Nov 23, 2024
Japan: Autumn Country Walks, Gardens, Temples and Shrines
Kudus have encouraged us to organise a Japan tour for some years and finally, we decided to commit the not insubstantial funds to researching a small part of this surprisingly large country.
Japan has four major islands – Honshu; Kyushu; Hokkaido and Shikoku – with literally thousands of smaller islands forming this archipelago once joined to the greater mass of Asia. Honshu itself is bigger than Great Britain and the country is larger by 50% than the U.K. With a population of c. 123 million i.e. nearly twice as many people as the U.K. – you will not be surprised to hear that the population density is 879 people per square mile as opposed to the U.K.’s 729. So, we have two crowded island countries both with Imperial histories stretching back in Japan’s case, to 661 B.C.
Tokyo is the largest metropolitan area in the world and throughout Honshu, where we concentrated our reconnaissance, you cannot but notice tightly packed streets and small living spaces. But – and this is a big but – you are not compressed by your fellow travellers.
The Japanese are spatially aware and immeasurably polite. The only persons into whom one might bump are Western tourists. On trains and subways, there are no high pitched mobile phone conversations. Tereza and I took a short bus ride from one of our walks and we both noted that in a packed vehicle we were the only people conversing. Lifts have signs encouraging “No Loud Talking”.
And the politeness? In our home country of the Czech Republic, every man, woman and child is inculcated with a regime which mandates a greeting of ‘Dobry Den’ (literally ‘Good Day’ when meeting someone, indeed everyone. In Japan, this is taken to the rather pleasant extreme of Konnichiwa being a ubiquitous salutation and Arigatou gozaimasu being the proper expression of gratitude used by everyone from hotel receptionists to petrol station attendants. Additionally, there is the bowing which can vary from a courteous nod to a full half bend. One hotel we stayed in featured within their guest information a statement that they did not offer “prostration” – I’m pretty sure that wasn’t a mis-spelling.

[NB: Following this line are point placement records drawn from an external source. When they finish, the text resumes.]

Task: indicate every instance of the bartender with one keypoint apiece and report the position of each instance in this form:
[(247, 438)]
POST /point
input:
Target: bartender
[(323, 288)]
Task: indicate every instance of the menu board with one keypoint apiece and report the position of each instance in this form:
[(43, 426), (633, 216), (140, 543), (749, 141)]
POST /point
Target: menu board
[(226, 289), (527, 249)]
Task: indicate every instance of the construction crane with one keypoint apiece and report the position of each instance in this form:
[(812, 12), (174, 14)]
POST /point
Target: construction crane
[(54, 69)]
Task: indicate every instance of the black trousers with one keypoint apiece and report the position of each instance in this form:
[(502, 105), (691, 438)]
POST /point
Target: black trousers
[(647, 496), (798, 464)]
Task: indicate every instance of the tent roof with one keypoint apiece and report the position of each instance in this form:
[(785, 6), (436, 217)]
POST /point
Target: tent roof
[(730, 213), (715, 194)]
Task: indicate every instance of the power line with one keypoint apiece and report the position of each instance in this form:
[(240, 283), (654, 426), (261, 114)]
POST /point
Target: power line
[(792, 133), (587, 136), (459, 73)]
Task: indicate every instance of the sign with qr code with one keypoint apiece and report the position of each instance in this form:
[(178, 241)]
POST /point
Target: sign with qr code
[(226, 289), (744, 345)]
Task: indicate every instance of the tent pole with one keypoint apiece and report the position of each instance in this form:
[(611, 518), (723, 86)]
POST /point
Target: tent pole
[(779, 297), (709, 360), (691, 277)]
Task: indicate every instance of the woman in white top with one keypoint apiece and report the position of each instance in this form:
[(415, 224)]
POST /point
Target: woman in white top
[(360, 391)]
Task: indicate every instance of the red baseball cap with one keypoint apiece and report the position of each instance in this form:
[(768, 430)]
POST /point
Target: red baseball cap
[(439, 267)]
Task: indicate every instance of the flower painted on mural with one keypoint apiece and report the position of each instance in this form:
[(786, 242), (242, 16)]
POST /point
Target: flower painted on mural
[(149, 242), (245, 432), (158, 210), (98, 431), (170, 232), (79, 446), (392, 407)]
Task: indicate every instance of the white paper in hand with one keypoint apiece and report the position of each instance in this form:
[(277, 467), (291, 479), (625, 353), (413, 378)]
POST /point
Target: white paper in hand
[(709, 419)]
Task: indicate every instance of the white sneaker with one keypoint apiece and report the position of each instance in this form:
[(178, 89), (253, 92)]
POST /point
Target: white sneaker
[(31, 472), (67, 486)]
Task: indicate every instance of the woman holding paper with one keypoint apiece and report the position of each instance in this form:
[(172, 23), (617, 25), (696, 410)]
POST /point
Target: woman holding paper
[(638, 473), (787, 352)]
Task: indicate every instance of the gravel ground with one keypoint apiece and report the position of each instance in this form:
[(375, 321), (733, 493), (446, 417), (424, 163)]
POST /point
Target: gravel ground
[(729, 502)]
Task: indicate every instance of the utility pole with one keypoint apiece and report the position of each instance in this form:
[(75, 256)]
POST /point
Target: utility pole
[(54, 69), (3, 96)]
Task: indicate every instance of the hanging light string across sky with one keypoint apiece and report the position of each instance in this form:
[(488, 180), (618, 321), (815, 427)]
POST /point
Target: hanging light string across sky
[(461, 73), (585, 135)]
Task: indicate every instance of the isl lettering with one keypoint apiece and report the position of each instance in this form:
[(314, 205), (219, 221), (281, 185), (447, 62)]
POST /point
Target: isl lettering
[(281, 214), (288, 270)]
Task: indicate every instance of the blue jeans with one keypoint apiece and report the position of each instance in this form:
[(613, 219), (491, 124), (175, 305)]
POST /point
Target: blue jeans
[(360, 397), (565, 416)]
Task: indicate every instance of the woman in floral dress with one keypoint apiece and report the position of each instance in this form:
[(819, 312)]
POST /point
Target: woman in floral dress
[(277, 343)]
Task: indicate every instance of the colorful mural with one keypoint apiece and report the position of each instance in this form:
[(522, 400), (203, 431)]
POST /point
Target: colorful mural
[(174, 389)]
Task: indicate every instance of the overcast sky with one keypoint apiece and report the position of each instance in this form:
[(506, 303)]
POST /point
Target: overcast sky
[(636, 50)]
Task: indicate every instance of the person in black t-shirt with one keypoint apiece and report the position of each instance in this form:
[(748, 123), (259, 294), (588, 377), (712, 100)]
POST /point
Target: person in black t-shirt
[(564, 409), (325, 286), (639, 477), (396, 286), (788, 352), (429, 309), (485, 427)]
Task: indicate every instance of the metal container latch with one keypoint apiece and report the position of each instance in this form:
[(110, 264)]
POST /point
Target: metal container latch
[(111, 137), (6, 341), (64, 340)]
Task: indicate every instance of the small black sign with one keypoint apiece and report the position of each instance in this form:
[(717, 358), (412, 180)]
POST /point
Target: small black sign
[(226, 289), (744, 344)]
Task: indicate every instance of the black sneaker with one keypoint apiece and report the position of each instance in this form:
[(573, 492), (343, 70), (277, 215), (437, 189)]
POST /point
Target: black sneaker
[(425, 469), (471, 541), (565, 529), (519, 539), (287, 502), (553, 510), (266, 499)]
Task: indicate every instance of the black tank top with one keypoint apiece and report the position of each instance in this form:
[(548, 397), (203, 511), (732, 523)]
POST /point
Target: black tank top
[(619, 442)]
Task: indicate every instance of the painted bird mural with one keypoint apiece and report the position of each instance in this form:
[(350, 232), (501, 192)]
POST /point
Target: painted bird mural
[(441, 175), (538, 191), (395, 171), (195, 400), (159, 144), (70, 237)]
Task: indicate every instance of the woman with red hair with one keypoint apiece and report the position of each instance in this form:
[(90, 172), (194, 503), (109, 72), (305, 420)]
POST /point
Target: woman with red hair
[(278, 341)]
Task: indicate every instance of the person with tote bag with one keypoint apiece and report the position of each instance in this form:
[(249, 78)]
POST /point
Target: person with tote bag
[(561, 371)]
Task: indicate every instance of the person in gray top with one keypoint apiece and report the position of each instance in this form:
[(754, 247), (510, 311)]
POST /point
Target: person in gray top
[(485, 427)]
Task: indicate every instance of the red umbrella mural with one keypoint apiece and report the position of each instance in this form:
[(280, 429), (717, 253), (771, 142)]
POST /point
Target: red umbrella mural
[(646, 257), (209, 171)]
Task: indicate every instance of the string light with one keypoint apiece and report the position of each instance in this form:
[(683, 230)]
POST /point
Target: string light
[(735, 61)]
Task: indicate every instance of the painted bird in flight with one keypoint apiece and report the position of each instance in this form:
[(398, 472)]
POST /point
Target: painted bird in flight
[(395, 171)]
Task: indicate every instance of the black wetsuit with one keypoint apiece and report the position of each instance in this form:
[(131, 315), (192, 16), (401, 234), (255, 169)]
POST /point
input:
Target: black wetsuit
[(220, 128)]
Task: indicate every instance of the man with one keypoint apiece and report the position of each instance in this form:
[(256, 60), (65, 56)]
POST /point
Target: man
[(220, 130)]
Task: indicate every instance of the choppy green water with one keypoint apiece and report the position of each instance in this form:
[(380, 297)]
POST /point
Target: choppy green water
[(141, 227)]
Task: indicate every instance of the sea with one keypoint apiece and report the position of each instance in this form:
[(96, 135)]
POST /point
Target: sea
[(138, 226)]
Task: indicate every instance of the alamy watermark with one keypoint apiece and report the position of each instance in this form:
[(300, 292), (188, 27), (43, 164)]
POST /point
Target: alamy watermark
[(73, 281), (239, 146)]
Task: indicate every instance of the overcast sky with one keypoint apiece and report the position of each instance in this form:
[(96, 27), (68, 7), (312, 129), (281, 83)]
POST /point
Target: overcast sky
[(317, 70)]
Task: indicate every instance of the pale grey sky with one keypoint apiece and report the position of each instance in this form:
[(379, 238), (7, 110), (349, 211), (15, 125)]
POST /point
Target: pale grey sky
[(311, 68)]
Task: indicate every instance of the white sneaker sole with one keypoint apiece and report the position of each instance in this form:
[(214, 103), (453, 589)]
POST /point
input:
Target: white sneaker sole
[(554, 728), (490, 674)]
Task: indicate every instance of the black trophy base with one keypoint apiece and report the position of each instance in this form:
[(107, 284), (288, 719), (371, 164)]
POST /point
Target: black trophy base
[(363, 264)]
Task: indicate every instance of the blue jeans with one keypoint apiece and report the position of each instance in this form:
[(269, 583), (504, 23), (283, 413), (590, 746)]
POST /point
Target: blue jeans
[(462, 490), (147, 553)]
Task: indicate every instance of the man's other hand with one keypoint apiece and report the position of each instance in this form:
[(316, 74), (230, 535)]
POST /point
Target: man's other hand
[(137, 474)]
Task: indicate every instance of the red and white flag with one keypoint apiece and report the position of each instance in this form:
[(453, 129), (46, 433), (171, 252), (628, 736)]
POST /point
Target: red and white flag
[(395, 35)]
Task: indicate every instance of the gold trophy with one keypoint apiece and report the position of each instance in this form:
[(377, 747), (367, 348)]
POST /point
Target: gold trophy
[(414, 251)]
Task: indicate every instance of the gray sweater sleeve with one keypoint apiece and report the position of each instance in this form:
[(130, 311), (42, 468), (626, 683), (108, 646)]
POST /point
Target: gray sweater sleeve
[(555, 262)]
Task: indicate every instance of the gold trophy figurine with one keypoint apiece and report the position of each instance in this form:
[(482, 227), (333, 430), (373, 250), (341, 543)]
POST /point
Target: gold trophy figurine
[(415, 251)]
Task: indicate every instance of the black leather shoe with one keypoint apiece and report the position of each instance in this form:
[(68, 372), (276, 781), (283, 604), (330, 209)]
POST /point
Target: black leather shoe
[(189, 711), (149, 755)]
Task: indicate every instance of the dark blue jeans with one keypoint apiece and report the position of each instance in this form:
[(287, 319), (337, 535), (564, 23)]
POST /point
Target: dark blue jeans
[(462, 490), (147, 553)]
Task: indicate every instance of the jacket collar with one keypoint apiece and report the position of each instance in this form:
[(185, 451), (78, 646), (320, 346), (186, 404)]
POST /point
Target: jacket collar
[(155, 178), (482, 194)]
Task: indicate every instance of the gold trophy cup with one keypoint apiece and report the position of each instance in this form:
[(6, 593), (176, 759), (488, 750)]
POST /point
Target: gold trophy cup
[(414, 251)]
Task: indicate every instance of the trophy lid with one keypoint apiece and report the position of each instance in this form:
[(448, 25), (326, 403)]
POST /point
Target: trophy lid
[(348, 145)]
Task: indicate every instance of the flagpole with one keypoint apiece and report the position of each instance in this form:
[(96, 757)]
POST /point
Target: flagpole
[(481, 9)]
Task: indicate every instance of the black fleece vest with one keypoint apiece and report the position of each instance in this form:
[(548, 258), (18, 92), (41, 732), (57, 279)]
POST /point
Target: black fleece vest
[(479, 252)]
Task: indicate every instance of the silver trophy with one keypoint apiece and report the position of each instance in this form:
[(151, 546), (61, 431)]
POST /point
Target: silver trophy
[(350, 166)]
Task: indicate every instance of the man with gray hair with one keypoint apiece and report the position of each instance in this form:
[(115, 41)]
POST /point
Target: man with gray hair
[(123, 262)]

The other features of Japanese society is – how do I put this – the ‘demographic’. As someone in their mid-seventies, I am pretty sure I could be usefully employed as a security guard; parking lot monitor; taxi driver and as mentioned above petrol station attendant. Indeed the last job was performed wonderfully by a man of roughly my age who washed everything - almost including my glasses – ran back and forth to the pay station and held up traffic to marshall me back onto the road.
The food does take some getting used to and by day five we were delighted to find a wonderful little restaurant called Mieux which produced more than passable pizzas. However, once you have established your preferences amongst the smorgasbord of dishes with which you are presented then you can navigate your way through the various iterations of the catch-all term of ‘Japanese food”.
We loved sashimi and sushi and had a memorable evening with six other diners seated round the chef’s table while the impresario prepared dishes individually for our delectation. We enjoyed soba noodles and the Japan version of schnitzel but did not relish tofu in any of its forms. But suffice to say that by the end of our three weeks’ stay we deliberately chose Japanese for our last two nights in Tokyo. Most hotels have French restaurants and/or Western style buffet breakfasts so there are choices for the committed Western eater.
Hotels are generally of a good quality varying between a superb example of almost Victorian politesse to a simple guest house with futons on the floor: it is surprising how comfortable such sleeping arrangements are. We did stay in one ‘onsen’ where the shower and mineral springs bath were communal but anyone who has been to an English school and done P.E. should be pleasantly surprised with the gentility of such offerings. The toilets come with information guides, though I do miss the automatically heated seats.
The walking was sensational with autumn colours and breathtaking vistas. Where it appeared crowded, a few steps away brought us into our own private area with more than enough time to stop and stare. Fellow walkers were unerringly polite and the Japanese are very friendly people, though the use of English is very limited outside the major conurbations. Everyone asked whence we came, recognised the Czech Republic but struggled with Wales which was – as always – mistaken for England.
We drove over 400 miles without incident and the idiot count was well below that experienced in some European countries. The Japanese drive on the right side of the road i.e. the left side.
Some countries are easy to explore and understand: Japan isn’t. Without satnav, we would have struggled with road signs in often two of the three alphabets used by the natives. The same applies in most cities: you end up guessing whether a particular establishment is a restaurant or a retail outlet.
There are temples and shrines; samurai castles and shogun palaces; unique flowers and macaque monkeys; in short, it may be a challenge but one which is well worth addressing and we will be delighted to take Kudus to this new destination in 2025.
Kudu Travel's first Japan tour is scheduled for 19th October - 2nd November 2025.
For Japanese familiarisation, we recommend "Midnight Diner".